Taste: Spirits: Out of Africa

Little-known South African wines are a big value

When we picture Africa, baking-hot climates come to mind. But South Africa’s coast is temperate, cooled by Antarctic currents. The region’s long wine history and unusual geography produce distinctive, delicious wines that defy standard categories. Their ripeness is unmistakably modern, sharing the bold fruit flavors of other Southern Hemisphere wines. However, their earthy edge and food-oriented balance betray their “Old World” European heritage.
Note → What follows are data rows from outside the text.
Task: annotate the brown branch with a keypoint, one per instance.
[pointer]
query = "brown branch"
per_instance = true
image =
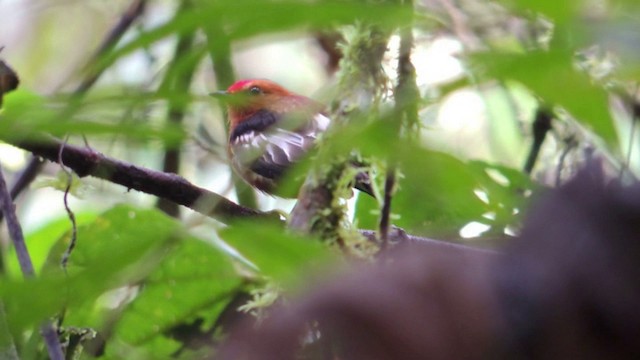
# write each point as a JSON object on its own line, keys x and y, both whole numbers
{"x": 86, "y": 162}
{"x": 135, "y": 10}
{"x": 24, "y": 259}
{"x": 177, "y": 80}
{"x": 541, "y": 126}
Since economic sanctions were lifted in 1991, South African wineries have made great strides in exports. An ambitious program to diversify vineyard ownership is under way, and the first few wines under black empowerment project labels are hot commodities. As with Chilean and Australian wines a decade ago, value-priced wines are being promoted to help build South Africa’s credibility as a fine wine source.

Delicious wines at low prices catch the eye of restaurants first, and many area wine lists feature glass pours from South Africa. The whites are bright and clean, with vibrant purity of fruit. Try Fleur du Cap’s zesty sauvignon blanc on Washington Square’s patio, or Bradgate’s refreshing chenin blanc blend at the Freight House in Doylestown. South African reds are more intense, with juicy fruit and spicy aromas. Taste Zonnebloem’s delightful merlot at the Founders Dining Room atop the Park Hyatt, or sip Excelsior’s cabernet sauvignon at Zanzibar Blue. Such French varieties dominate in South Africa, but the nation’s most talked-about red wine is pinotage, with an unusual smoky, meaty flavor, ideal for barbecues. Sample Indaba’s pinotage at Savannah Soul Food Bar in the Art Museum district.

 

PLCB Pick of the Month
Mount Langi Ghiran “Cliff Edge” Shiraz, Victoria, Australia, 2001; $14.99
Australian shiraz can be as soft and fruit-forward as merlot, yet the best versions have the depth and intensity of a fine cabernet. Mount Langi Ghiran is a classic producer, known for the power and finesse of its old-vine shiraz. Regularly $25, it’s loaded with blackberry jam and chai spice flavors. Try it with home-grilled cheeseburgers or lamb kebabs.